Article rédigé par François Martin, le 29 juin 2012
De nombreux commentateurs font état aujourd’hui des divergences franco-allemandes. On peut les analyser, comme on le fait habituellement, selon des critères économiques ou financiers. Mais il est intéressant aussi de les voir sous l’angle historique (1/2), ou bien par rapport à la stratégie commerciale allemande (2/2).
Un ami à qui je faisais part récemment de la gravité du découplage franco-allemand m’a répondu : « c’est 1936 ». J’ai été frappé par la justesse de cette remarque. Il y en effet un parallèle assez saisissant entre les deux dates, non pas sur le plan militaire, mais sur le plan économique.
Ce qui est étonnant, lorsqu’on se repasse la série d’événements qui se produisent pendant l’année 1936, dans le monde entier, c’est de voir leur incroyable cohérence entre eux, et à quel point ils annoncent déjà, d’une façon particulièrement claire, la grande déflagration qui va se produire seulement quelques années plus tard. Qu’on en juge :
- Au Moyen-Orient, troubles importants (situation insurrectionnelle… en Syrie, déjà !), nouvelle souveraineté turque sur les Dardanelles, avec remilitarisation,
- Au Japon, nomination d’un premier ministre ultranationaliste, et pacte anti-Komintern Allemagne-Japon, puis Allemagne-Italie-Japon,
- En Russie, consolidation de l’URSS, sur le plan géographique (les kirghizes, les kazakhs rejoignent l’URSS), idéologique et politique (grands procès de Moscou, avec condamnation de Zinoviev et Kamenev pour complot au profit de l’Allemagne et du Japon),
- En Europe,
- Au Royaume Uni, traité de coopération politique et de défense avec l’Egypte,
- En Espagne, début de la guerre civile
- En Allemagne surtout, plébiscite pour Hitler au Reichstag, congrès de Nuremberg (avec allongement du service militaire et politique de réarmement), alliance Hitler-Mussolini, remilitarisation de la Rhénanie, en violation du Traité de Versailles….

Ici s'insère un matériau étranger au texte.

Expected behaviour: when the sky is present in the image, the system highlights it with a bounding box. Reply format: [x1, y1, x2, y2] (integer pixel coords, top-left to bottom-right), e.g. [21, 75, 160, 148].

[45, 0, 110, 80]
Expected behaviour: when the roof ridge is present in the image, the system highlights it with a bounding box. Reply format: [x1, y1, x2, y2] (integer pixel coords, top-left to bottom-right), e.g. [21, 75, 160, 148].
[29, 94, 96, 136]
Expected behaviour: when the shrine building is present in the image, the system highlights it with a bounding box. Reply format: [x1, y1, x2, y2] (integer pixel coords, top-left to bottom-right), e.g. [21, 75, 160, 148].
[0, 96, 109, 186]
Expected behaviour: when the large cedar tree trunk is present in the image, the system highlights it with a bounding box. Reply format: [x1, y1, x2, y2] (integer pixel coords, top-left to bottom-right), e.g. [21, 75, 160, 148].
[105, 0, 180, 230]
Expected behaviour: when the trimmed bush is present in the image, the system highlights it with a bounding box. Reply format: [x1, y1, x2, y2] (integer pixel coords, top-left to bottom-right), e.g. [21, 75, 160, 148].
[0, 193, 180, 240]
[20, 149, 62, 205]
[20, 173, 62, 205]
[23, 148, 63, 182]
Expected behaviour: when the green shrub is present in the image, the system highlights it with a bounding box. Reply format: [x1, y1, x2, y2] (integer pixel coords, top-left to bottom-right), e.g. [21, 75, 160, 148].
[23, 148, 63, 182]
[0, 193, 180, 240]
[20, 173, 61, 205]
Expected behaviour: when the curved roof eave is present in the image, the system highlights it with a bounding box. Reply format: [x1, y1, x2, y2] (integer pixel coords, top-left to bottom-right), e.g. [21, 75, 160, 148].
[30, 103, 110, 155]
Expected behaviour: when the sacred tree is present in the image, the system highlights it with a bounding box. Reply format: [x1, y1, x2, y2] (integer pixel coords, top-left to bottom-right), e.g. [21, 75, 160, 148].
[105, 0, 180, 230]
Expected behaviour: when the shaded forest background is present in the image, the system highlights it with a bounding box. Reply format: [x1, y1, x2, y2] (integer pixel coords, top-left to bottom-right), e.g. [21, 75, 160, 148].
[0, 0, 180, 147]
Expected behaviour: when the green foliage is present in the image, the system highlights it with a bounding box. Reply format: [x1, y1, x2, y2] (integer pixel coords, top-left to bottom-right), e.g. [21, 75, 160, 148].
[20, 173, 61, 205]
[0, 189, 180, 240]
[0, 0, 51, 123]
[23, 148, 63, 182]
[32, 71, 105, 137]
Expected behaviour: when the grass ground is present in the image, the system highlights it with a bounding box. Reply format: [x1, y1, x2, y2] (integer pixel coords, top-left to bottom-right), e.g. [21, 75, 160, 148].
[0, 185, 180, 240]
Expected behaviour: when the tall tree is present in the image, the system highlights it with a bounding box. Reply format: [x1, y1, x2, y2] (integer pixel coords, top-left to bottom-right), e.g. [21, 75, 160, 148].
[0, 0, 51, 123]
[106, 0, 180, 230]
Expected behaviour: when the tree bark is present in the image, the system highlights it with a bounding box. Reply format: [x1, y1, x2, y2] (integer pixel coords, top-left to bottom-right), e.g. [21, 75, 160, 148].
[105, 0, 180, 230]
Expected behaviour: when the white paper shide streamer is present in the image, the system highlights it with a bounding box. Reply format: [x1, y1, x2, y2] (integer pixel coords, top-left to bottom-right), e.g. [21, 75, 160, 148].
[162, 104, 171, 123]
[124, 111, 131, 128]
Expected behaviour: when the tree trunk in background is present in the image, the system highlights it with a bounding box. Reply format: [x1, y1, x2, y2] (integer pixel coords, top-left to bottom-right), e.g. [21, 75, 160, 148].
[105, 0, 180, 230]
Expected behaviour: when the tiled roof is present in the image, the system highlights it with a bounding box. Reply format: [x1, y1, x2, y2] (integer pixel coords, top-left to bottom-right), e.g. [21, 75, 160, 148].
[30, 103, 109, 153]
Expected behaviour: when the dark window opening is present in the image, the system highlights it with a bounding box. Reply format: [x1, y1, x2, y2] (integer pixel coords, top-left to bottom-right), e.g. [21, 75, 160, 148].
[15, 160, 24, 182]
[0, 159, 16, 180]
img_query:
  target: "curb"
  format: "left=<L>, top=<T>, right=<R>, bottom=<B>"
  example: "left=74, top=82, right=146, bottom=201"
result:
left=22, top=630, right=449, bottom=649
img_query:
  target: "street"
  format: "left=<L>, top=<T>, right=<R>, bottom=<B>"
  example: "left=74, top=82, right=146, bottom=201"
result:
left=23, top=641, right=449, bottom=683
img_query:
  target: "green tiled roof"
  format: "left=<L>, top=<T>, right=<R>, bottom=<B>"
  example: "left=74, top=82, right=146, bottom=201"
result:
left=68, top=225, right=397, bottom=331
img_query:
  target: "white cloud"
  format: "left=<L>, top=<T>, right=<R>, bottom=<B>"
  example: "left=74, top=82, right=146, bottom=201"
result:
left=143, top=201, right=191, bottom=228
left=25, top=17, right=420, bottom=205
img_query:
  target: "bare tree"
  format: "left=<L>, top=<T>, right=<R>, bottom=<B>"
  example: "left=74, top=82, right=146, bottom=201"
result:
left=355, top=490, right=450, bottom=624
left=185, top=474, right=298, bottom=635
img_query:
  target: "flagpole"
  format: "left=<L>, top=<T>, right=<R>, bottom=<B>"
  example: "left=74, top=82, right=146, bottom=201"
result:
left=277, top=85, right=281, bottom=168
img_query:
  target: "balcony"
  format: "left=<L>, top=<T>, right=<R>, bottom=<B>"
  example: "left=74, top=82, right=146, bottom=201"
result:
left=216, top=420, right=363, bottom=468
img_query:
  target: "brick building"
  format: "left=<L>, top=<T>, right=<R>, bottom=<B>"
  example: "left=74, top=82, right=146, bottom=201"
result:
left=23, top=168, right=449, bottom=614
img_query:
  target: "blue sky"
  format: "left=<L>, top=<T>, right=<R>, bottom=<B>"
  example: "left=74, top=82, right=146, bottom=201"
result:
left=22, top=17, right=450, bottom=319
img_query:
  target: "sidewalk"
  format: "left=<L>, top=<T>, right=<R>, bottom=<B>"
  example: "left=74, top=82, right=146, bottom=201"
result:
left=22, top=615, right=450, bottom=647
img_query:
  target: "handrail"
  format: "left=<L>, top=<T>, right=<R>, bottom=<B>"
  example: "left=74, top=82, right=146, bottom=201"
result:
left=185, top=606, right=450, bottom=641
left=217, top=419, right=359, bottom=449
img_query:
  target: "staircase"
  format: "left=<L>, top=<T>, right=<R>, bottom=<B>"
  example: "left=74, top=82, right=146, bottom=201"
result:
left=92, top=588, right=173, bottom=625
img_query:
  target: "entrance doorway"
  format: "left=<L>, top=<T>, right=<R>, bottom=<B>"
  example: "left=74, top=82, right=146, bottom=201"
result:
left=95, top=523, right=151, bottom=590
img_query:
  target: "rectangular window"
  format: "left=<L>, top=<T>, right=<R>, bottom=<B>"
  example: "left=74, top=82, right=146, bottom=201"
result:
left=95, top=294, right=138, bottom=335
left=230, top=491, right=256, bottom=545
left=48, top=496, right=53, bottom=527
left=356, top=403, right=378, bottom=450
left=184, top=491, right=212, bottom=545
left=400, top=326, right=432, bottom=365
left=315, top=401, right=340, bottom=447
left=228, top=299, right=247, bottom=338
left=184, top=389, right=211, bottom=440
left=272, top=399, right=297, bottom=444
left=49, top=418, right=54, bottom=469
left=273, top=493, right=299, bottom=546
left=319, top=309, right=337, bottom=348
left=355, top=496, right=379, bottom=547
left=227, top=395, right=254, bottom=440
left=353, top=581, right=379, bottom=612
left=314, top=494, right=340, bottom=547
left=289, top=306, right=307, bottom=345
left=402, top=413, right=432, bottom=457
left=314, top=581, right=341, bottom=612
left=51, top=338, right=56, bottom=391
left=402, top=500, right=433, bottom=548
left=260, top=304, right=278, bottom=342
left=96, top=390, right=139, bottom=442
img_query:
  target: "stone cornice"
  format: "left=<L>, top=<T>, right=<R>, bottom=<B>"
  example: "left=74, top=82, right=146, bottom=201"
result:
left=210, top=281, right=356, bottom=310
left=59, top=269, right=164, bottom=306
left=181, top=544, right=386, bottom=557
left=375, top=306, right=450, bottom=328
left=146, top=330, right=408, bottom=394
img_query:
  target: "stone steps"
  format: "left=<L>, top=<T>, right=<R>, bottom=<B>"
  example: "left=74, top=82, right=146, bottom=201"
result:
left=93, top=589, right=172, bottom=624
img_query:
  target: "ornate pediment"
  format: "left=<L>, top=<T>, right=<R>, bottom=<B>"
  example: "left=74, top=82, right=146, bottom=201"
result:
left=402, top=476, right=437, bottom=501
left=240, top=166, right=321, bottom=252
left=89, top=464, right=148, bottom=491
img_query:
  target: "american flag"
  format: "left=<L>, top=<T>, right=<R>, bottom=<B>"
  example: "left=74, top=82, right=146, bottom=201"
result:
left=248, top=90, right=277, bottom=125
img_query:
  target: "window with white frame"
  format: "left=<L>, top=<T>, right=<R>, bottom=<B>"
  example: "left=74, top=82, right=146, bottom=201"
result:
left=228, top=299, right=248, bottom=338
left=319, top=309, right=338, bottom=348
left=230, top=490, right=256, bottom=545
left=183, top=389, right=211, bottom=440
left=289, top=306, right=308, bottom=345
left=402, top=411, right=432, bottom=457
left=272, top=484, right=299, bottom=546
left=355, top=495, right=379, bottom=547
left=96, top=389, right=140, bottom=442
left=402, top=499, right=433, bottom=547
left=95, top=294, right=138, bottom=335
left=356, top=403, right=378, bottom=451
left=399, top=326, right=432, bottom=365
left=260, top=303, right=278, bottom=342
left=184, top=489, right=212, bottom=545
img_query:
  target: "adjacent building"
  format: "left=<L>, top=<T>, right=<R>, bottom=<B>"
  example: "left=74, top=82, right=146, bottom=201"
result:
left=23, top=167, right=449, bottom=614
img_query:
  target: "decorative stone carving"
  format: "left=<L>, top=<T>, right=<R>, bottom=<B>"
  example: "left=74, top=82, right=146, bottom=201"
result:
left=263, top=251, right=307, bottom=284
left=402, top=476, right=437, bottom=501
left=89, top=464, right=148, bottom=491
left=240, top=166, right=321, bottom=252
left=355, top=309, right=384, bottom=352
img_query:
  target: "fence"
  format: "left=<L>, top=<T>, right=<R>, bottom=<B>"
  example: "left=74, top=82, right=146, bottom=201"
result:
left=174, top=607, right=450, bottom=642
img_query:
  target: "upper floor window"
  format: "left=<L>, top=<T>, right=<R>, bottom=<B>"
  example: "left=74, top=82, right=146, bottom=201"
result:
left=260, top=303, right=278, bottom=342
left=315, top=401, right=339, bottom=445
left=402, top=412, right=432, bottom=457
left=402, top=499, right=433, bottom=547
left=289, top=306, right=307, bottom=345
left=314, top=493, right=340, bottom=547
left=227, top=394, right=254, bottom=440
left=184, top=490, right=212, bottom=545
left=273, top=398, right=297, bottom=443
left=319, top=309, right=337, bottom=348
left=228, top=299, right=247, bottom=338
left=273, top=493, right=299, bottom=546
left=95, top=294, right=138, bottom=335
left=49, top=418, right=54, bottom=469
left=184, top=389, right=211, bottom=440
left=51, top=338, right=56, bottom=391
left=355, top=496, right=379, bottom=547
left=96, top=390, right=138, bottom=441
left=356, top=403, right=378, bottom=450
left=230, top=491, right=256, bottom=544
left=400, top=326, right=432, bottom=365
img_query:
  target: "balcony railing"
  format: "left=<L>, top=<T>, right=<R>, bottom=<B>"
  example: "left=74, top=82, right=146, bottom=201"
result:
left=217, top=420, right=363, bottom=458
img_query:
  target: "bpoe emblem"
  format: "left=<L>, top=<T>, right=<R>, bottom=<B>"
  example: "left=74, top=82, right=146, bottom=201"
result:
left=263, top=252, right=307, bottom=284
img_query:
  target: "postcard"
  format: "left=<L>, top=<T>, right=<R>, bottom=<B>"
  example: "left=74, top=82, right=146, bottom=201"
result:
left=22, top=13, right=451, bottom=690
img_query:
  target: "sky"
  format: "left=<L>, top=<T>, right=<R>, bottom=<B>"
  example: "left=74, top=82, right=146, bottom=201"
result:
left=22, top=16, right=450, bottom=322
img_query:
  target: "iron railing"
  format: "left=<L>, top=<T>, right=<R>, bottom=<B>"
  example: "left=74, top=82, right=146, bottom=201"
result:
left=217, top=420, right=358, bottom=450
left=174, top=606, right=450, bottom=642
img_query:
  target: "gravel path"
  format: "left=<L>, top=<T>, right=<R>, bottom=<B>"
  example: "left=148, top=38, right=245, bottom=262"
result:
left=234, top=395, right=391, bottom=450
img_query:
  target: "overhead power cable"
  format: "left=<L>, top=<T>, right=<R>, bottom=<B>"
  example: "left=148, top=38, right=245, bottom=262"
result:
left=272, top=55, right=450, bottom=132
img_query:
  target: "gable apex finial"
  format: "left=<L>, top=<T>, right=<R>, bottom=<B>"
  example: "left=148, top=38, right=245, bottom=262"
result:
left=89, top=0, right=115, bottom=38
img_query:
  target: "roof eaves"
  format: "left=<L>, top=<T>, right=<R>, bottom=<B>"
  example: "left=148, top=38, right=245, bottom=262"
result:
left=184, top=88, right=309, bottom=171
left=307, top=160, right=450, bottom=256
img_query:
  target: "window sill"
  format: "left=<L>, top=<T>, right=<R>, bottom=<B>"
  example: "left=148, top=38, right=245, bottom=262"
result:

Excusez du peu ! Dans le monde entier, partout, on met les bouchées doubles, on resserre les rangs, on réarme, on se mobilise, on se place, on cherche ses alliés, on fourbit les armes. Etait-il possible de ne pas deviner la suite ?
Que se passe-t-il en France, pendant ce temps ?
Le 26 Avril, c’est la victoire du Front Populaire aux législatives. Immédiatement, un vaste mouvement de grèves s’instaure, avec occupation d’usines, etc… Plus d’un million de personnes sont dans la rue. Les communistes, déjà, soutiennent le gouvernement, sans participation. Le gouvernement, déjà, veut relancer la production par la consommation (mais si !). En Juin, les Accords de Matignon sont signés, avec conventions collectives, délégués syndicaux, augmentation importante des salaires, congés payés. Sur le plan international, la France ne réagit ni à la guerre d’Espagne, ni à la remilitarisation de la Rhénanie.
Alors que le monde entier sait que l’on va se battre et s’y prépare, en resserrant les rangs, en France, on s’enferme dans l’autisme, on fait comme si tout allait bien [1].
Mutatis, mutandis, que se passe-t-il aujourd’hui ?
Le monde entier se comporte, sur le plan économique, comme il le faisait à l’époque sur le plan militaire : baisses de salaires, coupes drastiques dans les charges et les budgets sociaux, désendettement à marche forcée, renforcement de la taille et de la compétitivité des entreprises, délocalisation des sous-traitants, forces de frappe financière (fonds souverains), développement, chaque fois que possible, des exportations.
Certains, comme la Grèce, sont déjà noyés et tentent désespérément de surnager. D’autres, comme l’Espagne ou l’Italie, prennent dans l’urgence des mesures courageuses d’adaptation. L’Allemagne essaye de se positionner mieux sur son marché haut de gamme, d’augmenter ses exportations, de profiter à plein de son image de qualité et de compétitivité. Les pays émergents, enfin, Brésil, Chine, Inde en tête, mettent les bouchées doubles à l’exportation, et font leur possible pour développer leurs vastes marchés intérieurs.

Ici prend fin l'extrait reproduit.